Got bit by the camping bug, so started shopping. Found this one online in Seguin. Took a drive out to look at it, and made a deal on it. It's just what we were looking for. Something easy to pull but still plenty of space for our small family. Can't wait for our first trip in it. Probably gonna break it in at Brazos Bend.


----------



## driftwood2 (Jun 6, 2005)

Nice! What does it weigh and what's to be your tow?


----------



## jeff.w (Jan 22, 2006)

driftwood2 said:


> Nice! What does it weigh and what's to be your tow?


3500 lbs. The trailer is 20' long, with 2 queen beds that fold out the ends. I have a Suburban and a Tacoma. Either one will haul it around just fine.


----------



## Specsniper (Jul 26, 2004)

Very nice trailer.
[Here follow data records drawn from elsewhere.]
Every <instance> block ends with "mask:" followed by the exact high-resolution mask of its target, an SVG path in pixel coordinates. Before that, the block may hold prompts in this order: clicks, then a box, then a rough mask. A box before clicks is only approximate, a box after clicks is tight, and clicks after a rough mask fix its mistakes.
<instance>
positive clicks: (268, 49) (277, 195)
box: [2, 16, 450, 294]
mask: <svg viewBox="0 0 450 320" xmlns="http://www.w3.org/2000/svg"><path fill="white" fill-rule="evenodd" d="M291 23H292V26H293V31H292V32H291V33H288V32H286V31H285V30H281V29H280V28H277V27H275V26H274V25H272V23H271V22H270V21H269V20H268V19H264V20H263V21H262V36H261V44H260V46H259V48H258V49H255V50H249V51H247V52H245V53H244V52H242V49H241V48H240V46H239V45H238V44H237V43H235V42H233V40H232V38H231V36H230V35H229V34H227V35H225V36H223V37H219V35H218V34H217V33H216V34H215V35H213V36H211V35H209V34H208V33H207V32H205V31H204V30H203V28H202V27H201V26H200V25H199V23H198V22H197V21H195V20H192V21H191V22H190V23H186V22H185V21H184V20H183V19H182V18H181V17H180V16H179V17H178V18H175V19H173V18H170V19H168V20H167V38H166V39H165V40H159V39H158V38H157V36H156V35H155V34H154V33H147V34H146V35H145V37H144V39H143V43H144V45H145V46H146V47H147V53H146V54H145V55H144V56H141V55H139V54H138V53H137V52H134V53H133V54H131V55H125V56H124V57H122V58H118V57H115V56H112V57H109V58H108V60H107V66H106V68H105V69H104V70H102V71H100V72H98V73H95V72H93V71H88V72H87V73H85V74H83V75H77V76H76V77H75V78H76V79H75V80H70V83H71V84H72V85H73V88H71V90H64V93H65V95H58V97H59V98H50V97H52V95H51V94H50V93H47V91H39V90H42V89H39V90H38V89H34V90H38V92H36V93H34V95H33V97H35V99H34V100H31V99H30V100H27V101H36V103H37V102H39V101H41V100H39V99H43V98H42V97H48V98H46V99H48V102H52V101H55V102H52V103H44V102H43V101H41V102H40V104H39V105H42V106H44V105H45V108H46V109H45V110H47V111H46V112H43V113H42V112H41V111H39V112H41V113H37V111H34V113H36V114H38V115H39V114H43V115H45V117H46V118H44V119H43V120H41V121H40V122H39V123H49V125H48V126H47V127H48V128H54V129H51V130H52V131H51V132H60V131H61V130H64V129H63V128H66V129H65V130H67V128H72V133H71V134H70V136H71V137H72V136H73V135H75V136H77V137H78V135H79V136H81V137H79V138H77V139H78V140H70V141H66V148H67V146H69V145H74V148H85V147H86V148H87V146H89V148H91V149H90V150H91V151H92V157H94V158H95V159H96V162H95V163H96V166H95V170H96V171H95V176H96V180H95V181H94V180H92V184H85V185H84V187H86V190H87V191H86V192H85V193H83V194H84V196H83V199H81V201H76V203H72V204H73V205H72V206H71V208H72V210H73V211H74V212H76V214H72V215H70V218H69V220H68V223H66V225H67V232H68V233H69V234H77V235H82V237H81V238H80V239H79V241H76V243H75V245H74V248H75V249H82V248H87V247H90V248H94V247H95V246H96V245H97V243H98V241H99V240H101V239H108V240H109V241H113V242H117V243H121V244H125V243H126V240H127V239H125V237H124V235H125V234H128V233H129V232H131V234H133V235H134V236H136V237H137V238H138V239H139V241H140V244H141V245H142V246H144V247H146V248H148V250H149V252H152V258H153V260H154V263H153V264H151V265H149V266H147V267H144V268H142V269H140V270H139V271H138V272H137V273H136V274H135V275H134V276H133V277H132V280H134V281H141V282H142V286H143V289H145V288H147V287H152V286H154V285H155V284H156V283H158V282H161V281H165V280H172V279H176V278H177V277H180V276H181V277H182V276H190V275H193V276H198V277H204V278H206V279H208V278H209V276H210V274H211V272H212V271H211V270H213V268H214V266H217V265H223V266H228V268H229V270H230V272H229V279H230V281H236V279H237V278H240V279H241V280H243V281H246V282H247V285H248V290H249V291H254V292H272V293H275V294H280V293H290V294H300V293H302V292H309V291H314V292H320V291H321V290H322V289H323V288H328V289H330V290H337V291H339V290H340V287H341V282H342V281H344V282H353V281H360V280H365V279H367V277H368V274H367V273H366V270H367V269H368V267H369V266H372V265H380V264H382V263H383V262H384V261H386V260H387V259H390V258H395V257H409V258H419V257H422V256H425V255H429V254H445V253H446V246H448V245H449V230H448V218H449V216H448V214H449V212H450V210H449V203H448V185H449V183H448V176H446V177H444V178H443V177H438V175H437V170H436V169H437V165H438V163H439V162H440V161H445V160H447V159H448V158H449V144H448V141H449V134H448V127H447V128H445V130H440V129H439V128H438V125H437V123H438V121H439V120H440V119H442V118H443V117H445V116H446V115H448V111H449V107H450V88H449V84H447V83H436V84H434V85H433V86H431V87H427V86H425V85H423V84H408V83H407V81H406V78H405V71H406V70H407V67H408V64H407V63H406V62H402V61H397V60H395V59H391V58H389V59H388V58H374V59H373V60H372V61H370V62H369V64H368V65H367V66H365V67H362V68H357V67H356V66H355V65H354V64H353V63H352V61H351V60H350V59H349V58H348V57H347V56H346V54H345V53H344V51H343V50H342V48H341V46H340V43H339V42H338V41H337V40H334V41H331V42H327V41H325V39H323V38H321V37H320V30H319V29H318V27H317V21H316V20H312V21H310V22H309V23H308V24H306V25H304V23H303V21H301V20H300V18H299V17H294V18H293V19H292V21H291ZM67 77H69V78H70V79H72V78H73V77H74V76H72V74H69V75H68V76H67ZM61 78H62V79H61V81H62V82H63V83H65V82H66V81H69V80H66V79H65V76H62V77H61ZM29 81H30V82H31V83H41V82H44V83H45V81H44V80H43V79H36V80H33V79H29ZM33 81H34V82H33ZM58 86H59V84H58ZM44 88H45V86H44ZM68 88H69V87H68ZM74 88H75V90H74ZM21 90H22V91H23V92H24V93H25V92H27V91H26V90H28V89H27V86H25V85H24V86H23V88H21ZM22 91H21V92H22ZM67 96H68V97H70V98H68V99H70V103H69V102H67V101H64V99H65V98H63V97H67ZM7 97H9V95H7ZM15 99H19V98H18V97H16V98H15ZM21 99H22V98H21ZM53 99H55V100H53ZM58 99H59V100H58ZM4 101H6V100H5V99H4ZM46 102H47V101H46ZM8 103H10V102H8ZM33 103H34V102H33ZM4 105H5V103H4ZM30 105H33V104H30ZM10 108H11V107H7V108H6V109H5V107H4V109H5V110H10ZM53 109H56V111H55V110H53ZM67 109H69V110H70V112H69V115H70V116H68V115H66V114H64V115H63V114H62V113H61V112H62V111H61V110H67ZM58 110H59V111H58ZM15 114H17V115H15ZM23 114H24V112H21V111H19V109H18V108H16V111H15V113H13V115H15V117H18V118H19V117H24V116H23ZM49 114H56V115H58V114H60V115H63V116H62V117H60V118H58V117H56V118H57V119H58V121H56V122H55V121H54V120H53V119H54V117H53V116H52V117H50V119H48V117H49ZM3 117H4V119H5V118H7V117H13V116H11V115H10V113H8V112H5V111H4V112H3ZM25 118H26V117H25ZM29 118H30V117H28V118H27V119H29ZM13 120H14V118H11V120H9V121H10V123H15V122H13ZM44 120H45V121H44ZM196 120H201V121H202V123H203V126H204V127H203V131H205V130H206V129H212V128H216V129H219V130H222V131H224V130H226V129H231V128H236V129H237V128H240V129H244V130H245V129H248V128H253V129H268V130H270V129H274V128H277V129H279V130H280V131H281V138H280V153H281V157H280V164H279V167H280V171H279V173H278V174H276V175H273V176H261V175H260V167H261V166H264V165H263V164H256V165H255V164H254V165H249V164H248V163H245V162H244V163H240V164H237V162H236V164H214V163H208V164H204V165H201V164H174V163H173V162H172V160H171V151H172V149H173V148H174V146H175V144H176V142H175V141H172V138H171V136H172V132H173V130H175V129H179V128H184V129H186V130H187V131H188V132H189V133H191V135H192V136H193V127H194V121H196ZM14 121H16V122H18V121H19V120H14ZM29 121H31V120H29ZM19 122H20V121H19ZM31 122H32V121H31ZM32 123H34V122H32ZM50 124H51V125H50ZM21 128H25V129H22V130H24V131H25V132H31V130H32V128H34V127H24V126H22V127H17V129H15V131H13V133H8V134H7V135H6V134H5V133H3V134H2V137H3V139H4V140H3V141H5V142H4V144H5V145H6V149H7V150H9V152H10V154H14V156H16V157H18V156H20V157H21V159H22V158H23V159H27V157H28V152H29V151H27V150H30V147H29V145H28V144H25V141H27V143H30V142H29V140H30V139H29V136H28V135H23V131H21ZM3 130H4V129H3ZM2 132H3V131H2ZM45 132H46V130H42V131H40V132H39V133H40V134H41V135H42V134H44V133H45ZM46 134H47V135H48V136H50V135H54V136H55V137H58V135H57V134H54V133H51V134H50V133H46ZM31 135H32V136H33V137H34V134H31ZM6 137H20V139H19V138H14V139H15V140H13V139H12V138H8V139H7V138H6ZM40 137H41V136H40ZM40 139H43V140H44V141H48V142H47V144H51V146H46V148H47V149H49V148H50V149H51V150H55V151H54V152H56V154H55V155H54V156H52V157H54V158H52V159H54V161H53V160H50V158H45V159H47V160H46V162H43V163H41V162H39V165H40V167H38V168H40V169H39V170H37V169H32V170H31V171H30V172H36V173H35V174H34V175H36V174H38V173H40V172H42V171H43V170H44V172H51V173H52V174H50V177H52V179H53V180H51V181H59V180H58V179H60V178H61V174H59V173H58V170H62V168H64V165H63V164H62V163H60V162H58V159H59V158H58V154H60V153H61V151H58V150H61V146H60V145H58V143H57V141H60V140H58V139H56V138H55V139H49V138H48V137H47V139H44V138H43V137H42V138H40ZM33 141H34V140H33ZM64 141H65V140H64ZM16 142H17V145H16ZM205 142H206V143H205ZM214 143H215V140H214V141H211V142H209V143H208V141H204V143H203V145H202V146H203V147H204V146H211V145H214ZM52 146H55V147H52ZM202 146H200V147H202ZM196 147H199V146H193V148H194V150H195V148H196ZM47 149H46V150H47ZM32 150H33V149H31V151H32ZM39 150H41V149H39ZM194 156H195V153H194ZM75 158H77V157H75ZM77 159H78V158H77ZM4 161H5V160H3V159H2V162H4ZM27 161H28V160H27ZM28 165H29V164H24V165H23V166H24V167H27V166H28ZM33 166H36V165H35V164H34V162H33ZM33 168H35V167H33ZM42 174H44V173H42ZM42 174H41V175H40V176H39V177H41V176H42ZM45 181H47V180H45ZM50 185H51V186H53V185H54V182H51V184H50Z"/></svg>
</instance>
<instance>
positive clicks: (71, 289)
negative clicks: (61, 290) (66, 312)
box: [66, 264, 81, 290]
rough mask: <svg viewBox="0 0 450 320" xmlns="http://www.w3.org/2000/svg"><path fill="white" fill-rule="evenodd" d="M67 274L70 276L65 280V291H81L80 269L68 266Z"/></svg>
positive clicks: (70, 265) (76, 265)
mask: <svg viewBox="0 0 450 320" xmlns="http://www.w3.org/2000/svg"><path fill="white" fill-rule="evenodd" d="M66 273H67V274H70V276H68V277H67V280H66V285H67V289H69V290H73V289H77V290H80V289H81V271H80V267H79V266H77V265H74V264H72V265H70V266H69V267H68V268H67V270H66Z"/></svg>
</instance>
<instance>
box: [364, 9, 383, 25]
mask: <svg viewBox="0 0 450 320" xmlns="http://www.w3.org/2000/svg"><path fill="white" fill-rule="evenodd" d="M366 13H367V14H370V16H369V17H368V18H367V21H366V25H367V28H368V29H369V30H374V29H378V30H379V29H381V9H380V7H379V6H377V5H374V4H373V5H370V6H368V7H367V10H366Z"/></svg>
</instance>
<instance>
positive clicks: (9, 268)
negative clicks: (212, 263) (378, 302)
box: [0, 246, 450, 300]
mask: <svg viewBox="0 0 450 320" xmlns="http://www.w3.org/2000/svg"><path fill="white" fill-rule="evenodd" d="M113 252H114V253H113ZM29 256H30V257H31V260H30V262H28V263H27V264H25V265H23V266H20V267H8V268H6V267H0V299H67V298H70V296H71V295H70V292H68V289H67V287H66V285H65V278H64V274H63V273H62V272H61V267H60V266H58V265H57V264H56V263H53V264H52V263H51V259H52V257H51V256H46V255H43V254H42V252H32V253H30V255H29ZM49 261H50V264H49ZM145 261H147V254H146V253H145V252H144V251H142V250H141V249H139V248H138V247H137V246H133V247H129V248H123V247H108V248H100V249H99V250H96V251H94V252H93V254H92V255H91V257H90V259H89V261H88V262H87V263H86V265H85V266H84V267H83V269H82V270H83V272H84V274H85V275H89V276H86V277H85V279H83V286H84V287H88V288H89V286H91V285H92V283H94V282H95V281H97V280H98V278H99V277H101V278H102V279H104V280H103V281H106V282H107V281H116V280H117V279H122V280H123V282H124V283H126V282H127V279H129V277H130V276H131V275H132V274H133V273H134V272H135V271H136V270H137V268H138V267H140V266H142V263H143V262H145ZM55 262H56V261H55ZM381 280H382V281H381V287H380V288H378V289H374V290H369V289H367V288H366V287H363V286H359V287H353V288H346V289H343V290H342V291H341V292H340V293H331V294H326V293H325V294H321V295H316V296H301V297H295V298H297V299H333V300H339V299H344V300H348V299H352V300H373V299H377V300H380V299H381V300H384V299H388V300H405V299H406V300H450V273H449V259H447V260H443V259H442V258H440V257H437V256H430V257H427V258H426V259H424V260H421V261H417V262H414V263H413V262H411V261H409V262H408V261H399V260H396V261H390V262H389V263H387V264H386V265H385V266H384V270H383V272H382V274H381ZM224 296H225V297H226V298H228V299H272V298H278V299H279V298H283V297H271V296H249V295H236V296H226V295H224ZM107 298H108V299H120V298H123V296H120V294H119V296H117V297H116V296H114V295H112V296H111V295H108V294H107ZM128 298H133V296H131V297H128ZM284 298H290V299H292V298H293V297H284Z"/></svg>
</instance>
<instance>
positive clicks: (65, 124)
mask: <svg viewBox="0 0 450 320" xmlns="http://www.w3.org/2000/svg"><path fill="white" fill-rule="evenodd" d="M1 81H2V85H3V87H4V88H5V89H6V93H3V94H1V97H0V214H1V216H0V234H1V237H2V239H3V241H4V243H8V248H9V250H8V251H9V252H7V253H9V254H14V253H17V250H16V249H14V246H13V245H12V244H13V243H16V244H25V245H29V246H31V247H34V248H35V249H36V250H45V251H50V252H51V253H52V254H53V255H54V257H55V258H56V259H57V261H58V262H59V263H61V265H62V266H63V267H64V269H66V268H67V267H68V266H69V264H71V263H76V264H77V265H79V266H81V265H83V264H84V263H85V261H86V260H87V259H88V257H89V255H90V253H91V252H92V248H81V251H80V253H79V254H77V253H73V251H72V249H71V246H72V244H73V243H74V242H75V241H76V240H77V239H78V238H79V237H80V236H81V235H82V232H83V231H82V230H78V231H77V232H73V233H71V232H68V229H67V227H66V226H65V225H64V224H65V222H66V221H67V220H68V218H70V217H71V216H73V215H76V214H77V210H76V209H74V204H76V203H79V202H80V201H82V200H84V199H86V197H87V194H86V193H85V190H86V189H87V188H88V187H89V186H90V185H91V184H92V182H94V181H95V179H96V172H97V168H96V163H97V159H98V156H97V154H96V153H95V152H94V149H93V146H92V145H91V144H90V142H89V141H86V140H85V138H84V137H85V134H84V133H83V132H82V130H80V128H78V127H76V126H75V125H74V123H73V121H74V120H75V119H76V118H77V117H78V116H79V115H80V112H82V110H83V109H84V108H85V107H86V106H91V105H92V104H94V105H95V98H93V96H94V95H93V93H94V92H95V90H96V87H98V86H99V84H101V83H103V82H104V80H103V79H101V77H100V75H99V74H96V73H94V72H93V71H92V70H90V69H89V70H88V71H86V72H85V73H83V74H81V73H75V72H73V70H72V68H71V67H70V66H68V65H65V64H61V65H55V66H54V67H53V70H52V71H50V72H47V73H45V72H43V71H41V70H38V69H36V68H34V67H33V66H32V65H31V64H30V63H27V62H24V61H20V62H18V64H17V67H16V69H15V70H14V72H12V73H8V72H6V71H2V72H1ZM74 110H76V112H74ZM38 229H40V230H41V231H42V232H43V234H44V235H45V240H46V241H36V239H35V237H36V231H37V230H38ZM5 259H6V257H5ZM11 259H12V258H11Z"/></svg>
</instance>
Thinking about getting into at travel trailer and this would fit our neeeds as well. Congrats!


----------



## jeff.w (Jan 22, 2006)

Having a great time with this camper. Taking the family for a weekend at Lake Somerville on Friday.


----------



## DCW (Aug 3, 2005)

We just got back from there had a great time. We stayed at Overlook spot 109.
Lots of shade all day in this spot. Where you camping?


----------



## jeff.w (Jan 22, 2006)

Birch Creek


----------



## OG Donkey (Aug 22, 2007)

LOVE your hybrid---wife and I have been looking for awhile now and can't decide between pop up or hybrid...I drive a v6 4runner and don't wanna kill it.


----------



## FLAT FISHY (Jun 22, 2006)

Nice rig ,we downsized last year to a 25' we just wanted to camp again instead of hauling a castle around and we love it


----------